17 Albanian –  Sepse Perëndia e deshi aq botën, sa dha Birin e tij të vetëmlindurin, që, kushdo që beson në të, të mos humbasë, por të ketë jetë të përjetshme.
18 Greek – 
οὕτω γὰρ ἡγάπησεν ὁ Θεὸς τὸν κόσμον, ὥστε τὸν υἱὸν αὐτοῦ τὸν μονογενῆ ἔδωκεν, ἵνα πᾶς ὁ πιστεύων εἰς αὐτὸν μὴ ἀπόληται, ἀλλ᾿ ἔχῃ ζωὴν αἰώνιον.
19 Turkish – 
Çünkü Tanrı dünyayı o kadar çok sevdi ki, biricik Oğlu'nu verdi. Öyle ki, O'na iman edenlerin hiçbiri mahvolmasın, hepsi sonsuz yaşama kavuşsun.
20 Arabic – 
لأَنَّهُ هَكَذَا أَحَبَّ اللَّهُ الْعَالَمَ حَتَّى بَذَلَ ابْنَهُ الْوَحِيدَ لِكَيْ لاَ يَهْلِكَ كُلُّ مَنْ يُؤْمِنُ بِهِ بَلْ تَكُونُ لَهُ الْحَيَاةُ الأَبَدِيَّةُ.
21 Somali – 
Ilaah intuu dunida jacayl u qabay ayuu siiyey Wiilkiisa keliya oo dhashay in mid kastoo isaga rumaystaa uusan lumin laakiinse uu lahaado nolosha weligeed ah.
22 Korean – 
하나님이 세상을 이처럼 사랑하사 독생자를 주셨으니 이는 저를 믿는 자마다 멸망치 않고 영생을 얻게 하려 하심이니라
23 Chinese – 
「上帝深愛世人,甚至將他的獨生子賜給他們,叫一切信他的,不至滅亡,反得永生。
24 Japanese – 
神はそのひとり子を賜わったほどに、この世を愛して下さった。それは御子を信じる者がひとりも滅びないで、永遠の命を得るためである。
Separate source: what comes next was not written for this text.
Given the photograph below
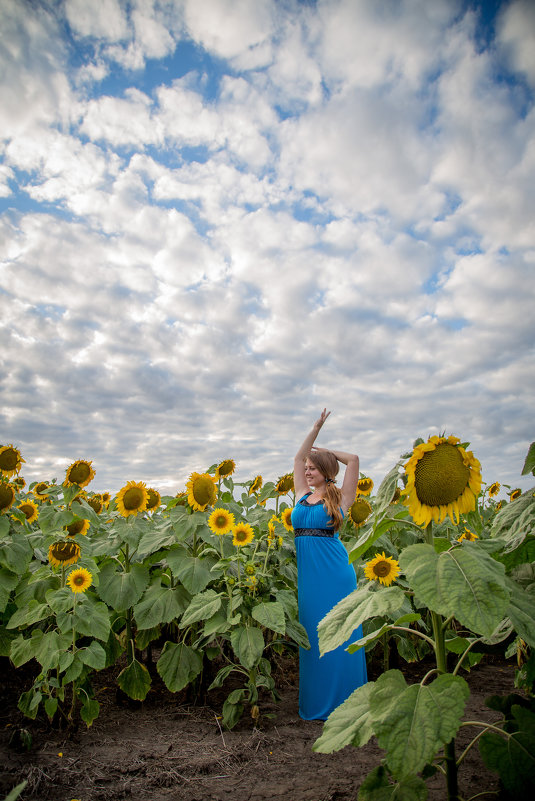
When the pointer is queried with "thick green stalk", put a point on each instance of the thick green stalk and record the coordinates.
(440, 654)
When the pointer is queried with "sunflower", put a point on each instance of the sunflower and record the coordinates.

25  Vietnamese –  Vì Đức Chúa Trời yêu thương thế gian, đến nỗi đã ban Con một của Ngài, hầu cho hễ ai tin Con ấy không bị hư mất mà được sự sống đời đời.
26 Indonesian – 
Karena begitu besar kasih Allah akan dunia ini, sehingga Ia telah mengaruniakan Anak-Nya yang tunggal, supaya setiap orang yang percaya kepada-Nya tidak binasa, melainkan beroleh hidup yang kekal.
27 Hindi – 
परमेश्वर को जगत से इतना प्रेम था कि उसने अपने एकमात्र पुत्र को दे दिया, ताकि हर वह आदमी जो उसमें विश्वास रखता है, नष्ट न हो जाये बल्कि उसे अनन्त जीवन मिल जाये।
28 Afrikaans –  Want so lief het God die wêreld gehad, dat Hy sy eniggebore Seun gegee het, sodat elkeen wat in Hom glo, nie verlore mag gaan nie, maar die ewige lewe kan hê.